Saturday 29 September 2018

Ambiguity of the day (from GQ): "If your friend says she wants to cut off every dick in a five mile radius, let her!"

The article, by Marian Bull, is "How to Talk to the Women in Your Life Right Now," and by "right now," she means:



There's quite possibly a lot of good advice there. But what made me select this — out of everything — to blog was the absurd, grisly second meaning of "If your friend says she wants to cut off every dick in a five mile radius, let her!"

ADDED: I'm reminded of a poster I saw in Amsterdam back in 1993. I made a drawing — previously, blogged here — in my "Amsterdam Notebooks":

Amsterdam Notebook

"PUBLIC CASTRATION IS A GOOD IDEA/VICTIMS OF RAPE DEMAND JUSTICE."

What called that to mind was my discussion with Meade as he was writing this comment:
"If your friend says she wants to cut off every dick in a five mile radius, let her!"

And then tell her: Only five miles? "No artificial limits as to time or [distance] should be imposed on this [mass amputation]."
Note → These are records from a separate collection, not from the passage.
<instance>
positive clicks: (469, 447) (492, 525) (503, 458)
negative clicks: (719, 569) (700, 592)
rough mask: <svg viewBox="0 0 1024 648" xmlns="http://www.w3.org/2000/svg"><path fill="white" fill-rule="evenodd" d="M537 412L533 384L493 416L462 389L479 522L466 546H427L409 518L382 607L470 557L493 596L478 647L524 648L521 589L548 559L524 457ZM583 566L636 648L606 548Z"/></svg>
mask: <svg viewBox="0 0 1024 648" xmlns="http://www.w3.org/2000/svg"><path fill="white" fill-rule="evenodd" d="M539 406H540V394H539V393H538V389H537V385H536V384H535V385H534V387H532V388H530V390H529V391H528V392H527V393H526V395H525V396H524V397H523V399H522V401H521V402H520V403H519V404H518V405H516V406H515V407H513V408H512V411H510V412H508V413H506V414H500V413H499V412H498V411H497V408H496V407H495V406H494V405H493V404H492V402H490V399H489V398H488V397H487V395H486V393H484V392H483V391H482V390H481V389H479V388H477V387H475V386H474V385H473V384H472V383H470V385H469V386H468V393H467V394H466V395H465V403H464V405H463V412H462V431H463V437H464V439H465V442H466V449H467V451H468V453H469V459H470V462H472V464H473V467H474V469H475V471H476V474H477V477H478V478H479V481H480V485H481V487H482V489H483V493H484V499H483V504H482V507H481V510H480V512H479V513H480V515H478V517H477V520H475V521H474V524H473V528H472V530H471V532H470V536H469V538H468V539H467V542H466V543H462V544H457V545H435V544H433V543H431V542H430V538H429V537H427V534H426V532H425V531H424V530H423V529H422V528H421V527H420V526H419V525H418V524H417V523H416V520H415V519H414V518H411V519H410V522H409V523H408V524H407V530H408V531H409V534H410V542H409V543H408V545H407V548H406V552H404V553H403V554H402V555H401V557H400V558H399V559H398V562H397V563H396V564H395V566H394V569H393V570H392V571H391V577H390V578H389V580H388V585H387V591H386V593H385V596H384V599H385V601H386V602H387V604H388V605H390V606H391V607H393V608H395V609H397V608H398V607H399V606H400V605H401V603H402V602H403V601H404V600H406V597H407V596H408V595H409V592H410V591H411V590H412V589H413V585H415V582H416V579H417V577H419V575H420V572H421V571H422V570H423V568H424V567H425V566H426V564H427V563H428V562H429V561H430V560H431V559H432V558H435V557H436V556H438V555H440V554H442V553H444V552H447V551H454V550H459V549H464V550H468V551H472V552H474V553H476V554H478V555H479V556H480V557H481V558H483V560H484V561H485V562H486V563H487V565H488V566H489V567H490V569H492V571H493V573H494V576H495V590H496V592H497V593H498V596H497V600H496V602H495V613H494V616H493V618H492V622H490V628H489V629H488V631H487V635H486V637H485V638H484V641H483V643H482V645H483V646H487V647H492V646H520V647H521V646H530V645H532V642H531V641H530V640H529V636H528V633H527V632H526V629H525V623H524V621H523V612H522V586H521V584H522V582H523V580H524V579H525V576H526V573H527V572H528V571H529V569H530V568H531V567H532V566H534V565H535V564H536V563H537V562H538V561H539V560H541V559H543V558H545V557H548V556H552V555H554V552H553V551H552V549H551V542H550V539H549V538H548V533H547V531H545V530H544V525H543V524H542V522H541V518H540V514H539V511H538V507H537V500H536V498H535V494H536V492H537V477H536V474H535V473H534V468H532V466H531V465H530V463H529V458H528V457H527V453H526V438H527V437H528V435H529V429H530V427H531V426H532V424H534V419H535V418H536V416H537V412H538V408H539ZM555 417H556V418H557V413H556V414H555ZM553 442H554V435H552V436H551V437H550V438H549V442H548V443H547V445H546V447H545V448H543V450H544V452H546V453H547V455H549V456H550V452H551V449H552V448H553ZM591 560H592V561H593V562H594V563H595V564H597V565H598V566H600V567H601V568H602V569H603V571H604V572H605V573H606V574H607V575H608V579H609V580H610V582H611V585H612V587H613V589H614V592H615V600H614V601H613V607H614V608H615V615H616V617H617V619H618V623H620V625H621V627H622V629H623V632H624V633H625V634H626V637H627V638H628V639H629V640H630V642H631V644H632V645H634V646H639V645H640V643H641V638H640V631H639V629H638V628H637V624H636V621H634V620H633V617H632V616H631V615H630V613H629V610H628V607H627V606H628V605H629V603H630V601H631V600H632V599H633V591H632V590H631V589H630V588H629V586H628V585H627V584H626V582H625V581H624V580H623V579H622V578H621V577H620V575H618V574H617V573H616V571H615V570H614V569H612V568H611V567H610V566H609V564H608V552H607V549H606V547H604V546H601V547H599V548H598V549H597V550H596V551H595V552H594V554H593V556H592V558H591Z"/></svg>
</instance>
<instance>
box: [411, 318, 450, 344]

And then run, old man. Run like hell.
I had suggested that Meade could avoid attracting language/anatomy pedants by using the word "amputation" instead of "castration."

I'm also reminded of the Ernest Hemingway story, "God Rest You Merry Gentlemen" (1925). Summary:
Two physicians sit in the Emergency Room of a Kansas City hospital on Christmas Day.... The doctors are telling the narrator of their most interesting encounter of this holiday season: a distraught adolescent, in a religious frenzy, had come in requesting castration for his "awful lust." The two docs managed to blunder the encounter so sufficiently that the boy left, only to return a few hours later bleeding dangerously from his penile self-amputation. The self-centered conversation returns to verbal ego-play between the two physicians, without a hint that either has considered the magnitude of the medical malfeasance against the boy.